Во сне засветилось северное сияние – черное небо в окне, черное-черное, и семь звезд – только Мицар и Алькор не вдвоем, а целой россыпью, и ковш Медведицы повернут – как с другой стороны смотришь, откуда-то из другого неба. И от ковша – красные, синие, белые сполохи, и Аня сказала: «Не закрывай занавеску, так, без света посидим – глянь, как светло».

– А хочешь, в куклы поиграем? В похороны, а?

– Ты, Анька, с ума спятила, какие куклы-то…

– Ты, я, Иван Фомич…

– Не, давай просто так поговорим.

– Давай… Ну, начинай, чего же ты?

– Ты сюда – какими судьбами?

– Мать зайти просила. Ну, рассказывай!

– Что, Анечка, рассказывать?

– Как живешь… И вообще…

– Как живу… Обыкновенно, как все.

– Замужем…

– Два года. Нет, Ань, не могу, в окно так и брызжет…

– Сполохи? Это тебе девчонки прислали, с Севера.

– Помнят еще… Спасибо. Соня – она что, все как кукла?

– Ага, только старенькая кукла… Поседела вся. Помнишь, кукла у тебя была, в красном платье – слушай, а куда она потом делась, а?

– Мы же ее в овраге зарыли – забыла?

– Правда-правда… Ты в овраг давно приходила?

– Уж не помню, когда… Лет двадцать не была. Чего бегать-то без толку?.. Вроде засыпали его… Не видела, врать не буду.

– Так-таки не выбралась… Что ж ты делала эти двадцать лет?

– Работала. Мало дел, что ли…

– Я понимаю, что работала. А что делала-то?

– Детей учила.

– А чему?

– Смешная ты, Анька… Чему в школе учат… Жизни, конечно.

– Чему-чему?

– Ну… Сборы пионерские там играли, «Зарницу» проводили – военно-патриотическая игра такая есть…

– А-а, это все ненастоящее, понарошку…

– Замужем вот…

– Не, давай лучше споем. «К ногам привязали ему интеграл, и матрицей труп обернули, прощальную речь произнес сам декан, и труп в бесконечность спихнули». Песня ваша студенческая – помнишь?

– Да, пели в техникуме, уже после тебя… Ой, прости, дура я!..

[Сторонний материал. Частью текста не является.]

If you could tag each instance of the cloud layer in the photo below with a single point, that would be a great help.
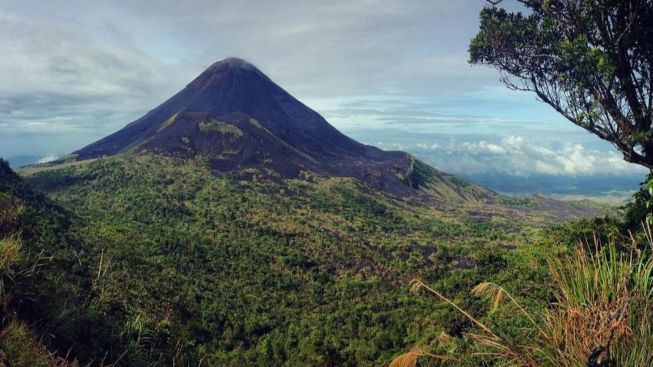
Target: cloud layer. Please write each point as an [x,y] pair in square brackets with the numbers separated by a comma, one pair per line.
[392,73]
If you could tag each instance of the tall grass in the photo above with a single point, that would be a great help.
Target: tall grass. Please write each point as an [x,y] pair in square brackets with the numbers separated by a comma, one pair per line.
[602,314]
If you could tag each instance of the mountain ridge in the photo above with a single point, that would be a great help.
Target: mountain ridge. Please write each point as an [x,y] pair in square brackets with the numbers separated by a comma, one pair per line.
[239,118]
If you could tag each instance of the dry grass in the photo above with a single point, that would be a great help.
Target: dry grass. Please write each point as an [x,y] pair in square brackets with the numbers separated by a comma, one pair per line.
[603,315]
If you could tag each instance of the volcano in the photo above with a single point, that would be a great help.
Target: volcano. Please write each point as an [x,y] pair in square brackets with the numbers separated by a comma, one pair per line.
[238,118]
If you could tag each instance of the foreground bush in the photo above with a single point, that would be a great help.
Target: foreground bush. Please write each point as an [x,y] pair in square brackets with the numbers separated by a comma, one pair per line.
[602,314]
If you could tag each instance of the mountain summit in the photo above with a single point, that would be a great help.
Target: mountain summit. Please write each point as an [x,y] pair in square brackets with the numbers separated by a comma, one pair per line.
[236,116]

– Ничего, я не обиделась. Легко в песне поется: раз – и в бесконечность! Жил – и нет тебя! Мама моя тоже умерла – знаешь?

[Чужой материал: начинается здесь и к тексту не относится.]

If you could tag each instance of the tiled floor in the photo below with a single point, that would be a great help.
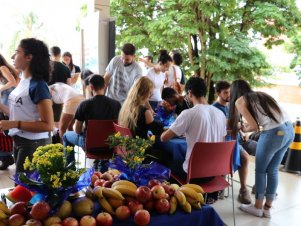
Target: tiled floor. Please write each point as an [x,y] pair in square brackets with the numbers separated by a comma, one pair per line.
[286,210]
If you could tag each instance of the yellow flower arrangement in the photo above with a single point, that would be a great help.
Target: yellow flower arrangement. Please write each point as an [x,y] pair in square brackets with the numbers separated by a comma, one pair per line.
[130,149]
[50,162]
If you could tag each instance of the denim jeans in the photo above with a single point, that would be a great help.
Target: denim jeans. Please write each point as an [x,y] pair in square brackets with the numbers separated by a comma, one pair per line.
[23,148]
[71,138]
[270,150]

– Да, слышала – в Ленинграде, кажется…

– В Ленинграде… Слушай, а почему ты мужа отравила?

– Ань, а страшно ТАМ?

– Это как кому… За что ты его?

– Тесно нам…

– А-а, поняла. Чужие. Так ушла бы – чего ж?

– Ты что, как можно… Чуть прожить, и на попятный – люди засмеют. Поймет разве кто…

– Поймет, не поймет – тебе-то какое дело?

– Что ты, разве можно – на посмешище?..

– И тебе его не жалко?

– Не знаю.

– Живой человек ведь, думает, дышит, чувствует – живой он, не замечала?

– Глупости какие-то говоришь, – Серафима рассердилась.

– Метиловый спирт-то – где взяла?

– В школе, у химички. Она для опытов с завода принесла. Так я плеснула-то немножко, только попробовать…

– В самогоне, видать, еще и своего достаточно было. Может, еще и не ты виновата, если разобраться.

– Все равно: крест это мой, крест – поняла?

– Да оставь, – Аня отмахнулась: – будет. Какое там наказание… Запамятуешь через год – и вроде ничего и не было… Память-то – она короткая, Симочка. Играем, играем… То в куклы, то в пионеры, то в женщин… Ты из нас одна замуж вышла. Счастливая…

– Сил нет, до чего счастливая…

– Да уж… О Талке – ничего не слышала?

– Забылось как-то… И Ать-Два забыла…

– Ну вот, а говоришь – память хорошая. Чего ж девчонок бросила? Подруги ведь!

– Стыдно это… Стыдно, Анечка, как ты не поймешь! Они на мужиках помешались, тронулись – что люди скажут? А-а, вон, она к ним в гости ездит – значит, сама такая! И так уж…

– Иван Фомич, что ль, попрекает? Потому и отравила? И что, хорошо тебе в последний момент было? Сладко, как во сне твоем оранжевом?

– Откуда ты знаешь? Откуда? Ты кто? Где? А? – Серафима вскочила.

Часы в кухне просипели полдень. Серафима подошла к кровати. Иван Фомич уже час, как умер.